Mark Woodward wrote:
Hi all,
came across this [Emacs] link the other day and wondered if Vim
can do this?
http://steve-yegge.blogspot.com/
in summary...
change these to Bob, Sue, Ralph etc (capitalised)
bob
sue
ralph
alice
jimmy
preston
billy joe jim bob
:s/\w\+/\u\0/g
capitalise last letter (eg boB)
:'<,'>s/\(\w\+\)\(\w\)/\1\u\2/g
change each of these to getFather(), getMother() etc
public Relative father() { return this.father; }
public Relative mother() { return this.mother; }
public Relative sister() { return this.sister; }
public Relative brother() { return this.brother; }
public Relative auntie() { return this.auntie; }
public Relative uncle() { return this.uncle; }
:'<,'>s/public Relative\zs\(\w\)/get\U\1/g
1. change these to number order starting at 1 (1, 2, 3, 4 etc)

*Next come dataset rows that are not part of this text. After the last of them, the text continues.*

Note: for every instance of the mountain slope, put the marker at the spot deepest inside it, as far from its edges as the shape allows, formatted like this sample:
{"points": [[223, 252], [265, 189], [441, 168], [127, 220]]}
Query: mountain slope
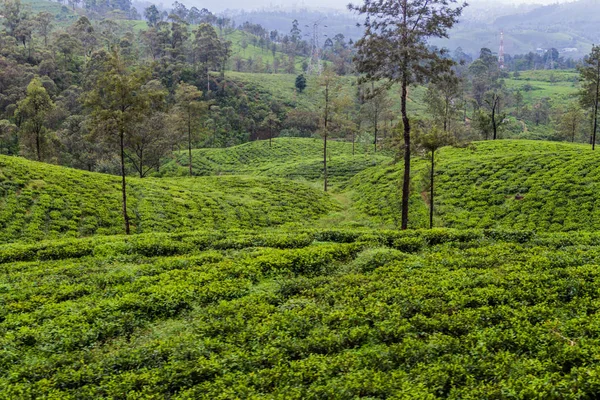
{"points": [[330, 314], [292, 158], [482, 185], [41, 201]]}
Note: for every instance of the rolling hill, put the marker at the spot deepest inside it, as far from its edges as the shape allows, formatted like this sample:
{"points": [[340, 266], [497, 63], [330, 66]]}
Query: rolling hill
{"points": [[329, 314], [40, 201], [291, 158], [478, 186]]}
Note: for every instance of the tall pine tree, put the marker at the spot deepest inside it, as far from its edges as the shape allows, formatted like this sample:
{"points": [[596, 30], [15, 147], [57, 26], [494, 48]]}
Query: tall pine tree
{"points": [[394, 48]]}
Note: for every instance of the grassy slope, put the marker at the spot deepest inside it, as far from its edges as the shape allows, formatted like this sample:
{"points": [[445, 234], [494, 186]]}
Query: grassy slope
{"points": [[281, 88], [413, 315], [559, 86], [292, 158], [476, 187], [43, 201]]}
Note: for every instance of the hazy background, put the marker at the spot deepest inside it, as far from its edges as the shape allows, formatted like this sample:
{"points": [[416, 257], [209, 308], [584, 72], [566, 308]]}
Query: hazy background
{"points": [[336, 4]]}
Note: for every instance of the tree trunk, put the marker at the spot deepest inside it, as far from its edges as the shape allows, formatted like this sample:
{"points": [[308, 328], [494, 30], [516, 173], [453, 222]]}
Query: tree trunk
{"points": [[325, 138], [431, 189], [38, 145], [596, 110], [123, 182], [375, 140], [406, 181], [494, 119], [141, 164], [190, 144]]}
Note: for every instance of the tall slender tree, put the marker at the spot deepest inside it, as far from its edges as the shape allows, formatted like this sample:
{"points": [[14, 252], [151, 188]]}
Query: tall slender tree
{"points": [[33, 110], [189, 109], [117, 104], [589, 75], [431, 142], [394, 48]]}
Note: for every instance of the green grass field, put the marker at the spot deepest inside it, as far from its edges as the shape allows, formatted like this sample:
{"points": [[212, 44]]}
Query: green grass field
{"points": [[40, 201], [477, 185], [325, 314], [291, 158]]}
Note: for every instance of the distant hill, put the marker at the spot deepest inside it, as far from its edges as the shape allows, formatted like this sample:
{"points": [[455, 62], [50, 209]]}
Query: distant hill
{"points": [[571, 28], [291, 158], [480, 187], [42, 201], [280, 19]]}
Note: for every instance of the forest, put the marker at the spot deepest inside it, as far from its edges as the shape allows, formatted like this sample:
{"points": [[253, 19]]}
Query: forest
{"points": [[194, 206]]}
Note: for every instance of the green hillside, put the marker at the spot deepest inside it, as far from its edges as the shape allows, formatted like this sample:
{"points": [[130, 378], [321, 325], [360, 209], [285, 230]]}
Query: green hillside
{"points": [[291, 158], [312, 315], [40, 201], [476, 187]]}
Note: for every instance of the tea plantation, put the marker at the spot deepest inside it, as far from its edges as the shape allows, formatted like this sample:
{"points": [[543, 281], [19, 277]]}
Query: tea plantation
{"points": [[291, 158], [239, 286], [313, 314], [40, 201], [514, 184]]}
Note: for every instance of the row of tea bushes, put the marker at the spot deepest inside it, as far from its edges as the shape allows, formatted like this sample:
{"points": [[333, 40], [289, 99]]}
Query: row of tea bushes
{"points": [[514, 184], [40, 201], [312, 314]]}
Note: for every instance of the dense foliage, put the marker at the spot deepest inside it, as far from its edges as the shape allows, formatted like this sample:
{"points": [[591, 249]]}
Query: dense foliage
{"points": [[527, 185], [39, 201], [291, 158], [306, 315]]}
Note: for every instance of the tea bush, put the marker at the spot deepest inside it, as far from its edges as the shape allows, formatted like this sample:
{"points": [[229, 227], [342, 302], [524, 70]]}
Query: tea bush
{"points": [[522, 185], [305, 314], [41, 201], [290, 158]]}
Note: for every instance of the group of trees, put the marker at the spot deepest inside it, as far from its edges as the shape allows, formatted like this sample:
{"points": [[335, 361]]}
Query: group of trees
{"points": [[97, 96]]}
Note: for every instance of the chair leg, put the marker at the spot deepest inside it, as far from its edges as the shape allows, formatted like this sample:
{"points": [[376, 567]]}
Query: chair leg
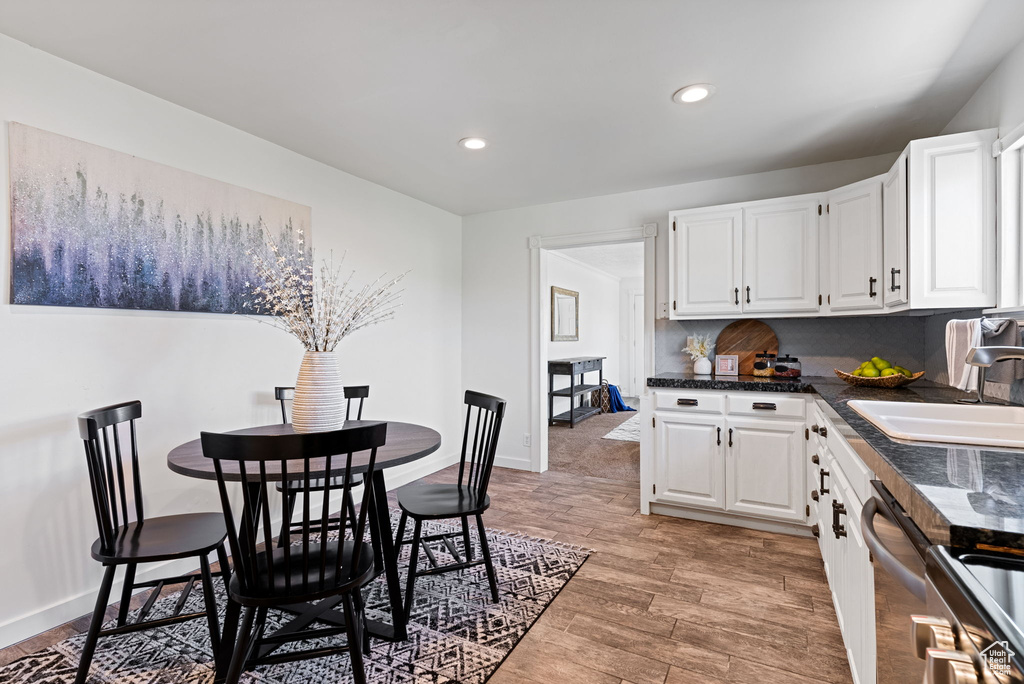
{"points": [[286, 523], [97, 621], [485, 549], [411, 583], [227, 641], [399, 538], [241, 647], [211, 604], [129, 584], [465, 539], [353, 630], [225, 566]]}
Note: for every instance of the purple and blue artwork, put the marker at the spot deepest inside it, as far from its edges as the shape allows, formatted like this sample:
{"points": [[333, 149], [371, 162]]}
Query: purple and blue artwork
{"points": [[95, 227]]}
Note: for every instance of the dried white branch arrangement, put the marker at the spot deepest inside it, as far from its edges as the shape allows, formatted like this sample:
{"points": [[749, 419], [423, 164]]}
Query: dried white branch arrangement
{"points": [[318, 306], [699, 346]]}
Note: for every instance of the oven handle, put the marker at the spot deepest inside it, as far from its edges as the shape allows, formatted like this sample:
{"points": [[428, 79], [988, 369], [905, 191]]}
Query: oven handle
{"points": [[912, 582]]}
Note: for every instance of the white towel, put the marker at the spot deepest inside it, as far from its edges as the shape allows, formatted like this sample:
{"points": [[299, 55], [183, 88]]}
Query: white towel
{"points": [[962, 336]]}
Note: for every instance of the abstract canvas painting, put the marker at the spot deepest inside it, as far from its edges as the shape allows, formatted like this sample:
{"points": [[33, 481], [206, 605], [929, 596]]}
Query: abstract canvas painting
{"points": [[91, 226]]}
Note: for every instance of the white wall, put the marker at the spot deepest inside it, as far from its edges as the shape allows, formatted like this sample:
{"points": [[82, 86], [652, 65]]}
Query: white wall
{"points": [[599, 315], [193, 372], [998, 101], [496, 266]]}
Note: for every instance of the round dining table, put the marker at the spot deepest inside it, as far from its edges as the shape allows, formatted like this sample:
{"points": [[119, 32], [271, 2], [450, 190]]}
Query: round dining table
{"points": [[406, 442]]}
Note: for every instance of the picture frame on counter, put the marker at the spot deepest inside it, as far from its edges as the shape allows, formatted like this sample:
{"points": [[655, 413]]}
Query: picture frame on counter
{"points": [[727, 365]]}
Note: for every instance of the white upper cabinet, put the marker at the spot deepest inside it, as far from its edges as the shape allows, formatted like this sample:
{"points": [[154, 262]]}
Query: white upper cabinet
{"points": [[780, 256], [951, 195], [855, 244], [894, 234], [704, 263]]}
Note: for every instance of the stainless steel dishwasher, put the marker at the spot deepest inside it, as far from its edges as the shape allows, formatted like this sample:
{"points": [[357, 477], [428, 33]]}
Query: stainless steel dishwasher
{"points": [[898, 551]]}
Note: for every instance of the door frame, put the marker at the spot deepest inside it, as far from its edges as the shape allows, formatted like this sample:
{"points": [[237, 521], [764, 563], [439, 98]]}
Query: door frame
{"points": [[540, 325]]}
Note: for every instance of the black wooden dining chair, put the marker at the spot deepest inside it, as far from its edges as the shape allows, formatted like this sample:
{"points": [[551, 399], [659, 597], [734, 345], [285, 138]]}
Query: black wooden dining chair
{"points": [[117, 496], [467, 498], [312, 566], [290, 489]]}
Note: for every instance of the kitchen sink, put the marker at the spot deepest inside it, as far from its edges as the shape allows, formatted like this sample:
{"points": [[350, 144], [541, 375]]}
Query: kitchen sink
{"points": [[977, 425]]}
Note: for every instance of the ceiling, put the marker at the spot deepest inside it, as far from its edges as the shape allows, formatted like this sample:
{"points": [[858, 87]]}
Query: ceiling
{"points": [[573, 95], [624, 260]]}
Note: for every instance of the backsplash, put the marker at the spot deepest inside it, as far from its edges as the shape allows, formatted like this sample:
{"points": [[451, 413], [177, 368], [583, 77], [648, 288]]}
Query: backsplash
{"points": [[821, 344]]}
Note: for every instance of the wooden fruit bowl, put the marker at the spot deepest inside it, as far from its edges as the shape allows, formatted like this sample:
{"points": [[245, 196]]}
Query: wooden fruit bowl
{"points": [[889, 382]]}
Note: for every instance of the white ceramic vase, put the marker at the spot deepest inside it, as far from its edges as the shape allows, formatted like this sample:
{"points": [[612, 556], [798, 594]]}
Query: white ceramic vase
{"points": [[320, 397]]}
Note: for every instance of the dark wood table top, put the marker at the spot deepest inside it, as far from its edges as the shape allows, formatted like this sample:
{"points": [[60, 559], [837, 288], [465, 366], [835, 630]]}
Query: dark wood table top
{"points": [[406, 442]]}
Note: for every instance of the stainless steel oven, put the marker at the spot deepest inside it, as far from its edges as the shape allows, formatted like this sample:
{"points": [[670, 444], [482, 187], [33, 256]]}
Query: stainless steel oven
{"points": [[898, 551]]}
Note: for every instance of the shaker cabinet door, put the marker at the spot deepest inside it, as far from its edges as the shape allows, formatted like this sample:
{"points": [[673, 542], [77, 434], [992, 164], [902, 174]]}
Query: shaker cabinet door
{"points": [[855, 243], [780, 256], [704, 263], [688, 466]]}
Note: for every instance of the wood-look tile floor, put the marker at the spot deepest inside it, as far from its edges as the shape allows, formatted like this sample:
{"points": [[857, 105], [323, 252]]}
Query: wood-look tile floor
{"points": [[660, 599]]}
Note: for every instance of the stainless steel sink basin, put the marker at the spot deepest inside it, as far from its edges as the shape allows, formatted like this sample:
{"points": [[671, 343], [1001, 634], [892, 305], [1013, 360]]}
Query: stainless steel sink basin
{"points": [[948, 423]]}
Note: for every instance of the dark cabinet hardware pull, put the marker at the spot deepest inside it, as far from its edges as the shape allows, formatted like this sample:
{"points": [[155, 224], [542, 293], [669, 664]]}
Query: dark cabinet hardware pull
{"points": [[838, 510]]}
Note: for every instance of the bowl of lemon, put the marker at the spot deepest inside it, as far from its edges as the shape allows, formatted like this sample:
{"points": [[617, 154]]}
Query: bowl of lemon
{"points": [[880, 373]]}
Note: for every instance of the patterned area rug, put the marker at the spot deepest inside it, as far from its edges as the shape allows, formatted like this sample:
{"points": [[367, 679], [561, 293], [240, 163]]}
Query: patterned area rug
{"points": [[628, 431], [456, 633]]}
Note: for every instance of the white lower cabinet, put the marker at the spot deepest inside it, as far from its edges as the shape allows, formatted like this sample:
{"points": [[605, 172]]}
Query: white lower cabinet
{"points": [[764, 468], [725, 462], [695, 479]]}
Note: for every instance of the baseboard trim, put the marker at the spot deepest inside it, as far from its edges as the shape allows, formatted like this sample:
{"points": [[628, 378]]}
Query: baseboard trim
{"points": [[27, 626], [720, 517], [509, 462]]}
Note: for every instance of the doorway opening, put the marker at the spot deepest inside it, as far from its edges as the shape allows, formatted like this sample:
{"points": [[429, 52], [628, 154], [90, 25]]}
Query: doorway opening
{"points": [[595, 354]]}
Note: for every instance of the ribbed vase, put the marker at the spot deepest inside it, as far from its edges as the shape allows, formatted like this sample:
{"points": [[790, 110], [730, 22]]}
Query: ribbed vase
{"points": [[320, 397]]}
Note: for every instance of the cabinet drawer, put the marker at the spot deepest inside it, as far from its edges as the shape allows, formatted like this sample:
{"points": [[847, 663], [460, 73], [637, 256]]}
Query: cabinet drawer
{"points": [[767, 405], [694, 402]]}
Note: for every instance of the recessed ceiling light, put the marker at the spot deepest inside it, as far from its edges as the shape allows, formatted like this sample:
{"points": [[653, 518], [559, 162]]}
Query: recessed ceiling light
{"points": [[473, 143], [693, 93]]}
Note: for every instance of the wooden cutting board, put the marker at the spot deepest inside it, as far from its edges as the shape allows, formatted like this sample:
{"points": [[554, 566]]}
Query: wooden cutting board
{"points": [[745, 338]]}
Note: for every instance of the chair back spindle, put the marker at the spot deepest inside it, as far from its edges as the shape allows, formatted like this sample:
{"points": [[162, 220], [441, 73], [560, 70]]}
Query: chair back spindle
{"points": [[479, 443], [102, 431], [262, 460], [359, 392]]}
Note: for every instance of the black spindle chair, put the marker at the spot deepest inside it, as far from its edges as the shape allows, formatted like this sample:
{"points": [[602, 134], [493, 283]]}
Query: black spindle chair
{"points": [[311, 566], [117, 495], [290, 489], [467, 498]]}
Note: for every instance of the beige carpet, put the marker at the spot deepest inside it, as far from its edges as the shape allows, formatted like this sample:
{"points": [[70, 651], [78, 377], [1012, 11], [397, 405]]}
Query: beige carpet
{"points": [[583, 452]]}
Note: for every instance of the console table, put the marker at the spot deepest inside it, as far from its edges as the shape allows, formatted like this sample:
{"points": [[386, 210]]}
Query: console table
{"points": [[572, 368]]}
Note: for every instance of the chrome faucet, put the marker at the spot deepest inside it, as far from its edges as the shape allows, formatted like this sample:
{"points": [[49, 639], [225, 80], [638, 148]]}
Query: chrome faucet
{"points": [[982, 358]]}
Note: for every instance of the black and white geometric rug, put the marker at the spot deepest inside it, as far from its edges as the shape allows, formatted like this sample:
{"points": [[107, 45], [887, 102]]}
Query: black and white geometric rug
{"points": [[456, 633]]}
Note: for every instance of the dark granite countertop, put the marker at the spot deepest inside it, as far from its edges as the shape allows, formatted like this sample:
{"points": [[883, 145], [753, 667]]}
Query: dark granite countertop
{"points": [[968, 498]]}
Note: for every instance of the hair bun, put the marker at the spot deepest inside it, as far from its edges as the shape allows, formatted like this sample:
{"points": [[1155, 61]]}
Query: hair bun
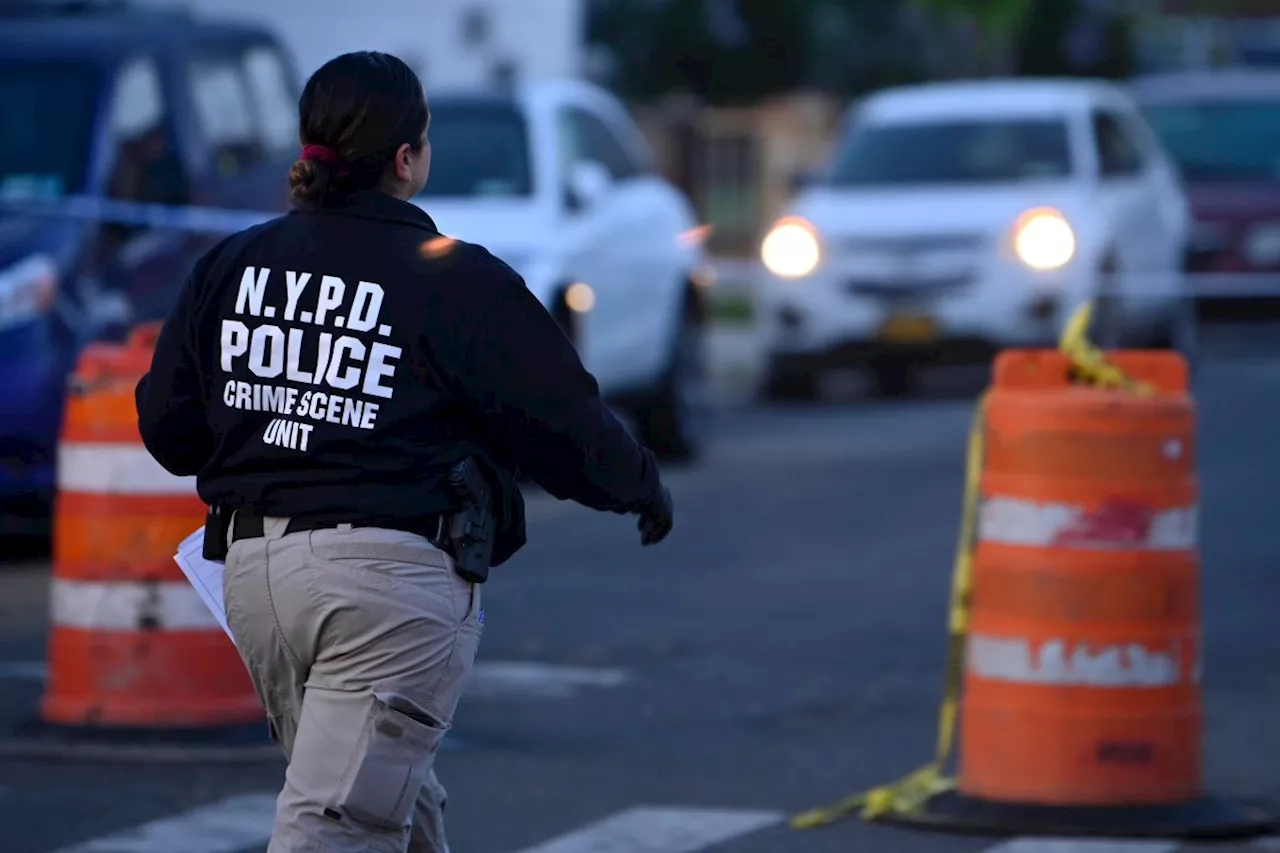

2. change these to alpha list (a, b, c, etc)
[This one has me stumped although I'm sure I've seen something
along these lines before. ? something to do with sub-replace-special
and submatch?]
1987:Bogotá
5243:Fabergé
9772:Mallarmé
12044:Paraná
12499:Poincaré
16956:abbé
19923:appliqué
20932:attaché
23704:blasé
26223:café
26511:canapé
29314:cliché
31431:consommé
38981:décolleté
42995:fiancé
43623:flambé
44996:frappé
48317:habitué
58328:macramé
58898:manqué
62514:naiveté
65243:outré
66710:passé
71609:protégé
73675:recherché
76387:risqué
76847:roué
77811:sauté
82455:soufflé
89055:touché
96268:émigré
96274:études
any hints?,
Since only acute accents are involved, and only on a or e, we just need
to replace á by a and é by e. The easiest is to do it in two passes:
:1,$s/á/a/g
:1,$s/é/e/g
If you want to do it in a single pass, and maybe for any possible
accents, it might be possible with a "pure" regexp, but I believe a
function would be simpler, and maybe even faster (but I'm less sure
about the latter):
:1,$s/[\x80-\xFF]/\=RemoveAccents(submatch(0))/g
where, prior to using the above substitute, we would have defined the
following:
let s:accentsDict = {
\ "á" : "a",
\ "â" : "a",
\ "à" : "a",
\ "ä" : "ae",
\ "ã" : "a",
\ "æ" : "ae",
\ "å" : "aa"
\ "ç" : "c",
\ "ð" : "dh"
\ "é" : "e",
\ "ê" : "e",
\ "è" : "e",
\ "ë" : "e",
\ "í' : "i",
\ "î" : "i",
\ "ì" : "i",
\ "ï" : "i",
\ "ñ" : "ny"
\ "ó" : "o",
\ "ô" : "o",
\ "ò" : "o",
\ "ö" : "oe",
\ "õ" : "o",
\ "ø" : "oe",
\ "ß" : "ss",
\ "þ" : "th",
\ "ú" : "u",
\ "û" : "u",
\ "ù" : "u",
\ "ü" : "ue",
\ "ÿ" : "y",
... similarly for uppercase ...
\ }
function RemoveAccents(byte)
if has_key(s:accentsDict, a:byte)
return s:accentsDict[a:byte]
else
return a:byte
endif
endfunction
For speed, we don't change bytes lower than 0x80 (which don't have
accents) and we use a Dictionary (which is set up once, when
initialising the script) rather than a set of if... elseif... etc.
However, Dictionaries are only possible with Vim 7 or later. Note also
that the "keys" of the Dictionary must be single characters but the
"values" don't have to. I have tried to mention all lowercase accented
letters present in Latin1, plus ae, o-bar, edh, thorn and eszet, which
are also part of Latin1 and present in some national alphabets, but not
in 7-bit US-ASCII. If I forgot any, they can easily be added.
Best regards,
Tony.